シャワーを浴び部屋に戻る。するとやはりと言うべきだろうか疲れを感じる。気持ちの良い疲労感にこのまま眠りにつこうとベットに横になる。久しぶりの外出と普段とは違う装いをしていた体はどんどん重くなりそのまま眠りに落ちるのだった。

眠りについてどれくらいたっただろう。ふと違和感を感じて辺りを探る。ベッドの中に大きな気配。眠い目を擦って確かめるとそこには同じベットの中で凪が丸くなってすやすやと穏やかに寝息を立てている。

凪は普段から家のあちこちで眠りに着いているところを見かける。窓辺で日向ぼっこしながら眠る凪。ソファで丸くなって眠る凪。いつもこちらから近づいて吸おうとすると嫌そうな顔をして逃げてしまう凪。普通に考えて好き好んで吸われるような人間はいないから当たり前と言えば当たり前だが…
だからそんな凪が自分からベットに潜り込んでくることは珍しい。普段素っ気ない猫が自分に心を許してくれていたときのような喜びを覚える。同時にあまり見せない姿に微笑ましく思う。もう少し寝顔を堪能し、あわよくば肺いっぱいに凪を吸い込もうとしたが1日働いた体には凪の体温は心地良すぎた。閉じるまぶたに抗えずに幸助は意識を手放した。
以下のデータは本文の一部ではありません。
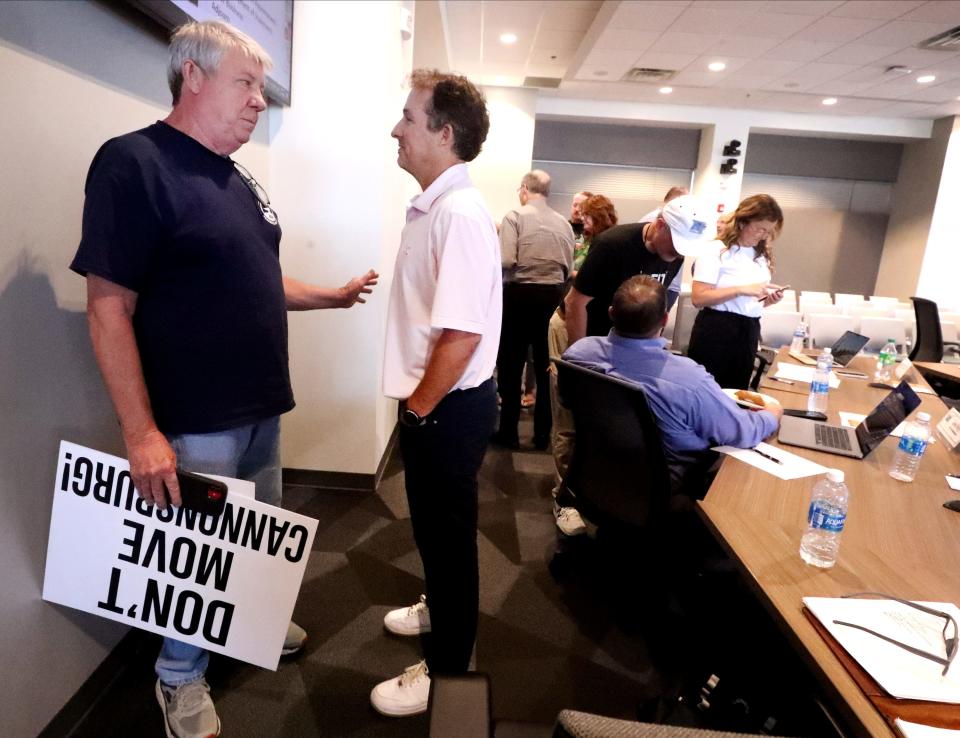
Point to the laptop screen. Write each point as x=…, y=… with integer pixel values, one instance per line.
x=848, y=346
x=892, y=410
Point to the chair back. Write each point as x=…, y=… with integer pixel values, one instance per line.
x=928, y=345
x=618, y=473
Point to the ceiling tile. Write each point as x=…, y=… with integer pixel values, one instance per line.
x=645, y=16
x=687, y=43
x=880, y=9
x=563, y=17
x=840, y=30
x=810, y=75
x=622, y=38
x=565, y=40
x=902, y=33
x=857, y=54
x=937, y=11
x=664, y=60
x=611, y=57
x=803, y=7
x=800, y=50
x=917, y=58
x=736, y=23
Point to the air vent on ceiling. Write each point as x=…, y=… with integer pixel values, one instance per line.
x=645, y=74
x=550, y=82
x=946, y=41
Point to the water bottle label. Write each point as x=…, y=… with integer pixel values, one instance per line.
x=826, y=517
x=912, y=446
次に幸助を起こしたのはカーテンの隙間から差し込む日差しだった。「眩しい…」ゆっくりと体を起こし伸びをする。昨日の疲れが嘘かのように体が軽い。しっかりと眠れた証拠だな。ベッドから抜け出しカーテンを開ける。差し込む光に目が眩む。太陽は思ったよりずっと高い位置にあった。流石に寝すぎたかとは思うが凪の体温が心地よすぎたせいだろうと納得する。
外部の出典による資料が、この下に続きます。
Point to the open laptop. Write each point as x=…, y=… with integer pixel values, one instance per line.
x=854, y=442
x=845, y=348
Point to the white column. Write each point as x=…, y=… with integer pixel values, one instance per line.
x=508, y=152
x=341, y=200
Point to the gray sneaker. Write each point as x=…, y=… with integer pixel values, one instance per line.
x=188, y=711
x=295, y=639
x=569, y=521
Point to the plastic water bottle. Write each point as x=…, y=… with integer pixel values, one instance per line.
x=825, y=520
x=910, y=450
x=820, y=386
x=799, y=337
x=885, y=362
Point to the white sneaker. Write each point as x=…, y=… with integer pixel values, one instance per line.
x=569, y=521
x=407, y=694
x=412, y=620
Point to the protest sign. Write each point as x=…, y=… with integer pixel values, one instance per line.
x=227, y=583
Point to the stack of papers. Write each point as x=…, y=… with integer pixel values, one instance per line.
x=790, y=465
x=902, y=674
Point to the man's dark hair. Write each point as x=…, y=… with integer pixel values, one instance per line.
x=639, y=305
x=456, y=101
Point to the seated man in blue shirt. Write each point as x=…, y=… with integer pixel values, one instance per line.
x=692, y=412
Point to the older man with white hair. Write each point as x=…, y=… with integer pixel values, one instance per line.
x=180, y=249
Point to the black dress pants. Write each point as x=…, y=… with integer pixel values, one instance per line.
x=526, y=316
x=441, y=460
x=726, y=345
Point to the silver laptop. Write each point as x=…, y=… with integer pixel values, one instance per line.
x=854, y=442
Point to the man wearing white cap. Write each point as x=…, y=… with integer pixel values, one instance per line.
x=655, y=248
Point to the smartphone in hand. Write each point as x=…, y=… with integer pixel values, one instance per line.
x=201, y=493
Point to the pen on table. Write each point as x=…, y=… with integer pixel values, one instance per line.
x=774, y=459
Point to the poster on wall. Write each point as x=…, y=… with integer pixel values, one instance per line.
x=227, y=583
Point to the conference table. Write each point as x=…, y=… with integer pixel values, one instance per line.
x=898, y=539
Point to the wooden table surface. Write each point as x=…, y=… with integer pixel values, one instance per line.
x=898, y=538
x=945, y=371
ふと自分の寝ていたベッドを見るがそこには乱れた布団以外に何も無い。自分の寝ていた隣も探るがあったはずの温もりがそこにはもうなかった。まるで最初から何も無かったかのように。何もない、誰もいないそんな寂しさ、それを振り払うべく幸助はリビングに向かう。
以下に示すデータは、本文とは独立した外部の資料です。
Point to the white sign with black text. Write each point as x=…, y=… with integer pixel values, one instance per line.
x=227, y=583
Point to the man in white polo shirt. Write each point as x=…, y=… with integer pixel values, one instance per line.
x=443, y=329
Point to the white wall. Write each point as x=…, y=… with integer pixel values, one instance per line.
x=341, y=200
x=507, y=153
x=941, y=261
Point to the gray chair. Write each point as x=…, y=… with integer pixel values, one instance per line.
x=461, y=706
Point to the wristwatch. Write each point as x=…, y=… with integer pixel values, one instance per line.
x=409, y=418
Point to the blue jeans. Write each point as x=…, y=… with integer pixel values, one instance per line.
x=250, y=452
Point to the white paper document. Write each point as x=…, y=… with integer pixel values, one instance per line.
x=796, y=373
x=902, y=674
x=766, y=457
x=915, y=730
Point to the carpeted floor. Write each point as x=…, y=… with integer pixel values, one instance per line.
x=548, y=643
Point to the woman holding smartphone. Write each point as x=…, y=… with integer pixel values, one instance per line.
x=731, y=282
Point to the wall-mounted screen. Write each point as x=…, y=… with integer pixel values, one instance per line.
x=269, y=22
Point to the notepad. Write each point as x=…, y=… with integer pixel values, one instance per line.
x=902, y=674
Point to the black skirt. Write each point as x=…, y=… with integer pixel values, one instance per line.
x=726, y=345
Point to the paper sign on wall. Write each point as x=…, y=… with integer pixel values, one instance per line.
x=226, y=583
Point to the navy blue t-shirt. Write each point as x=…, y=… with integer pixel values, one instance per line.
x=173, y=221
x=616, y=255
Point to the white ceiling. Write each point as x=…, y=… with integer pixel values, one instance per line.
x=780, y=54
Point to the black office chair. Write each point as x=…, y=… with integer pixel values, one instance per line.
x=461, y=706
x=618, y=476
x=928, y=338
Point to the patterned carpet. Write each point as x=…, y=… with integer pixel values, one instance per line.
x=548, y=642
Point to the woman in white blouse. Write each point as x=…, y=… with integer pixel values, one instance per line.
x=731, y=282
気分転換も兼ねて何か飲み物がないかとキッチンへ向かう途中、人の姿を見つけた。いつもと同じようにソファから頭を飛び出させて、すやすやと眠る凪だった。いつも通り見慣れた寝姿。いつもと同じ光景に昨夜の出来事が夢だと言われているようだ。だけど昨日のことがたとえ夢であっても今この瞬間が満たされていることに嘘はない。ヒモたちがいつも可愛いことは絶対の真実。それならいつも通り過ごすだけだ。今日もヒモたちを可愛がるために。